|
All you need are these two scripts to use the render queue: a Submit Script and a Render Script. Rush can create template scripts for you using the 'rush -tss' (Template Submit Script) and 'rush -trs' (Template Render Script) commands. (Here are some examples showing how to create them)
To render each frame, the render queue runs the Render Script, usually a simple script that contains the commands necessary to invoke whatever UNIX commands are necessary to invoke the renderer or compositor.
The 'current frame number' is passed to the render script via the $RUSH_FRAME environment variable. The Render Script can invoke any command line based programs: renderers, compositors, custom C programs, perl scripts, etc.

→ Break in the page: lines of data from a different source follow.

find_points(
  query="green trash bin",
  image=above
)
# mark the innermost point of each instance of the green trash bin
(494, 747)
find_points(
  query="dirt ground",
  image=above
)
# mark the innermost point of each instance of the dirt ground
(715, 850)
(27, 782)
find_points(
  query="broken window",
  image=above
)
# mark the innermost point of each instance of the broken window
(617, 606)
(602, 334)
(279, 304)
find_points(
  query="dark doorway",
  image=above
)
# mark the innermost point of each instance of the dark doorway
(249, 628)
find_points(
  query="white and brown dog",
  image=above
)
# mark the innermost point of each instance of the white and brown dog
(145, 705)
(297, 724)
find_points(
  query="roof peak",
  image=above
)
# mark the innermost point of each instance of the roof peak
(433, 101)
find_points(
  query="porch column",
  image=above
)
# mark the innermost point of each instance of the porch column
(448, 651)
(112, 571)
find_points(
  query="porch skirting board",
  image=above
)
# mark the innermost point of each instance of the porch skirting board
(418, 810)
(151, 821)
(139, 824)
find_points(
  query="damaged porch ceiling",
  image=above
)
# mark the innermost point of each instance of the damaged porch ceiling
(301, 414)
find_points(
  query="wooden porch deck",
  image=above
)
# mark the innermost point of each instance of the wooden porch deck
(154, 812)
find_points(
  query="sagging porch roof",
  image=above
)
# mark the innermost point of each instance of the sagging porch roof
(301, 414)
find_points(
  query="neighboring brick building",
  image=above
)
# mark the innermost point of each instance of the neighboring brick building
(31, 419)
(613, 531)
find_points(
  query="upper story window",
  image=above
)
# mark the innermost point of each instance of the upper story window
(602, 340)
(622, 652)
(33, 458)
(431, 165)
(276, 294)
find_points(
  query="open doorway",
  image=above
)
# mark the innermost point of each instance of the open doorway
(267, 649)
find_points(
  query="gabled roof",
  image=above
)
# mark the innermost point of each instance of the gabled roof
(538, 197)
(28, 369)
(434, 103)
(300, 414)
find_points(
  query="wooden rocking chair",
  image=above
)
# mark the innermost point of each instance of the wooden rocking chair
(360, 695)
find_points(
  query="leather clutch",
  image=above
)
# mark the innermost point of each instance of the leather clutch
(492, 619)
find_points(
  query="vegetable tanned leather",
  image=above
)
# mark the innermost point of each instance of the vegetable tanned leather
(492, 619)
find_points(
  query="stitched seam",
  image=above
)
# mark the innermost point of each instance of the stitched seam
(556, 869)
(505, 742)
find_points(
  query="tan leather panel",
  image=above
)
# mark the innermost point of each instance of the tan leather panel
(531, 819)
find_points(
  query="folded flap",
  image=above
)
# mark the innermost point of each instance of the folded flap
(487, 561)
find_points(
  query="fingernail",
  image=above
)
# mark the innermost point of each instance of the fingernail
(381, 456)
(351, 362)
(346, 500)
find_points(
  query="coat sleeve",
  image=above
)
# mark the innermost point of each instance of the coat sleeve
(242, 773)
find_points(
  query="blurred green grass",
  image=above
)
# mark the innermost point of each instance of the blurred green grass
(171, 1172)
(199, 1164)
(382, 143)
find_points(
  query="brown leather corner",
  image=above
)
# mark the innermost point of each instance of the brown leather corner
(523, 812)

The Render Script is just a top level wrapper script that sets up the proper rendering environment, runs the renderer, and returns one of the 'rush exit codes' to indicate success or failure; 0=Done ok, 1=Failed, 2=Retry. The Render Script will be executed on all the machines configured in your Submit Script via the same pathname, so it must be accessible via NFS. (Or in the case of Win/NT, the "Network Neighborhood").
When the render script runs, various environment variables are passed from the render queue, which may be useful to intermediate or advanced shell programmers.
The Submit Script is executed to start the job running. As the job runs, frames are started on the various networked machines as needed, eating through the frame list until there are no more frames to render. After each frame renders, the system records how long the frame took to run in the Frame List Report and logs the error output for each frame in the Frame Logs.
The render queue uses Priority Values to allow important jobs to take precedence over lower priority jobs. When priorities of different jobs are equal, a 'round robin' approach is used to allow jobs to vie for cpus.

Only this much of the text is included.